Within days of getting my first smartphone, I began asking security experts how long they thought it would be until apps caused a security threat. Although a couple of people said it would happen as soon as the phones became more mainstream, a surprising number didn’t expect apps to be included in the threat landscape. It made some sense, especially if you were talking about an iPhone – malware penetrating Apple’s OS rarely occurred. Yet, mobile threats go back to 2004 and jailbreaking an iPhone created all kinds of security risks. By 2011, malware targeting Android OS was a rising threat. Of course, by this time, it wasn’t only personal data at risk of compromise by mobile malware. BYOD was making huge inroads into the corporate world, and suddenly, IT departments were tasked with developing security plans that addressed personally owned smartphones and tablets.

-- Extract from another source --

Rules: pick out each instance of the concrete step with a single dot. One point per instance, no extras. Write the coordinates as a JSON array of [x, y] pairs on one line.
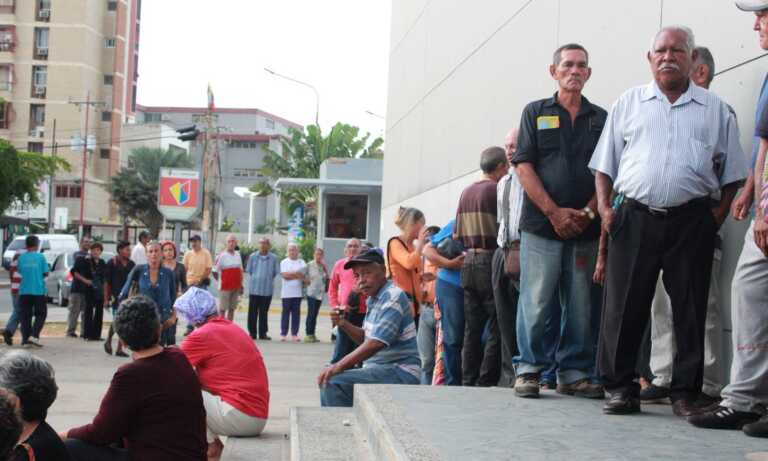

Who would have thought that Apple would become an emerging attack vector? Security experts would warn me that it was only a matter of time until it happened. Unfortunately, users still don’t want to believe that iOS has flaws and that the popularity of the devices has increased the number of malware strains and targeted attacks on Apple products.
I don’t write as much about AV software and firewalls in 2016 – not because they aren’t an essential layer in the security battle, but because the way we approach cybersecurity has changed. Whereas in the not-so-distant past, the primary concern was protecting the perimeter, today it is more about protecting the data directly. This has companies rethinking the security tools they use, like multi-factor authentication and application security.
What’s the next attack vector? We’re beginning to see more threats against the devices that make up the Internet of Things, but I’m going to keep my eye on areas like machine learning and artificial intelligence, especially as it becomes more mainstream.